Her “repetitive minimalist aesthetic,” as she calls it, runs through as a series of displayed drawings, and a polyptych wall drawing that she continues doing once every week together with piano performances to become a regular ritual throughout the 12th Berlin Biennale. Here she wants to offer “the experience of an unfolding time.” Watching her meticulously crossing out the little squares of a grid reminiscent of our school math booklets during her performance, a meditative silence emanates from her contained movements, and the overall formal experience definitely reminds you of the wealth of abstract art forms practiced in her homeland before the advent of European style figurative arts, starting from calligraphy up to ornamental arts. And she does everything to underline their cultural implications: “One and the same thread appears to be running from the ancestral tradition of weaving to the act of drawing and eventually to contemporary music: a thread of ritualized time that links writing to speech, the visual to sound, the score to the music. Perhaps a time like that so aptly and genuinely conceived by the Arabic language — without an imperfect or future tense — a time shared between the completed act and the unfinished.”
Quite tellingly, it was El Haïk’s love for music and patterns which became the tipping point for moving to Berlin. With a music piece in mind, she walked through the streets to find the light reflecting on the windows creating various patterns that inspired her. She found herself additionally attracted by presence and history of the Bauhaus, that genuine architectural and design movement, in the city. Moreover, bringing out her inner child, she experienced a playfulness much more developed than elsewhere.
Last but not least, what she underlines as one of the most positive assets for her is the curiosity and the openness of Berlin’s public and its curators. While in Paris she found herself confronted with “identitarian” policies. These relegated her abstract minimalism to her homeland and confined it to art spaces like the Institute du Monde Arabe.

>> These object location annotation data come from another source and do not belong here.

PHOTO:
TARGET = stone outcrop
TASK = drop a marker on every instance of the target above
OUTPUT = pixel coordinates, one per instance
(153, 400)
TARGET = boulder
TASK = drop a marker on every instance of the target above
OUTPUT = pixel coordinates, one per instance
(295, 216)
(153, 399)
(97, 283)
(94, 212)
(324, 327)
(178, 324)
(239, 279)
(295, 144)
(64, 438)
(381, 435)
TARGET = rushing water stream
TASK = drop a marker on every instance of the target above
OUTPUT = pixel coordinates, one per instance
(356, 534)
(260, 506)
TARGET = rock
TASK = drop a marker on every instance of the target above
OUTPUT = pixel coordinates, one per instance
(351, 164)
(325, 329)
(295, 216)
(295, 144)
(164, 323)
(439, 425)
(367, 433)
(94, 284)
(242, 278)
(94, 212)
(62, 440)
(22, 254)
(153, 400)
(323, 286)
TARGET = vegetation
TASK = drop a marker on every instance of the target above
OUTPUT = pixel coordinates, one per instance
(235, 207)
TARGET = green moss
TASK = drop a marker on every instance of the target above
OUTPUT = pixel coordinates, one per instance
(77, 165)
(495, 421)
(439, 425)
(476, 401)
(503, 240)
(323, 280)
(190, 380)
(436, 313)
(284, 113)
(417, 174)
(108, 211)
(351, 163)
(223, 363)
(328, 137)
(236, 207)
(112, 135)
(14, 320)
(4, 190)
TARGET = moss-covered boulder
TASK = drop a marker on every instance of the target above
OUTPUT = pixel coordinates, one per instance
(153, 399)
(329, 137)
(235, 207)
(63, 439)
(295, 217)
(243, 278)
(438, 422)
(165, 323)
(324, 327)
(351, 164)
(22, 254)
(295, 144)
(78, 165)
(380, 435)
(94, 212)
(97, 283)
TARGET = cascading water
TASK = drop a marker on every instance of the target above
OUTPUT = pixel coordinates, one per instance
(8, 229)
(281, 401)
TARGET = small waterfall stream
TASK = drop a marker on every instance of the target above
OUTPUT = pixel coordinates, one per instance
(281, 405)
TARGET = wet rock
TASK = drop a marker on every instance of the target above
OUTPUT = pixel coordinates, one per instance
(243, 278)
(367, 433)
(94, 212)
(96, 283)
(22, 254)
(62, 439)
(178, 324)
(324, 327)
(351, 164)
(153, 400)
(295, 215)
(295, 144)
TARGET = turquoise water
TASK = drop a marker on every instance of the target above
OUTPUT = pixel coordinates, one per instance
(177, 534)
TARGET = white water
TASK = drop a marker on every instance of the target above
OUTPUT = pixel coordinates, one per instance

In Berlin, in contrast, she found herself received and perceived as what she was — a member of a global art scene without ethnic or cultural classifications. This argument, it seems, not only confirms the Biennale’s statement about Berlin’s changeability and fragmentary character in a positive sense but could explain as well why it has become so attractive for Arab and non-Arab artists to work and reside here.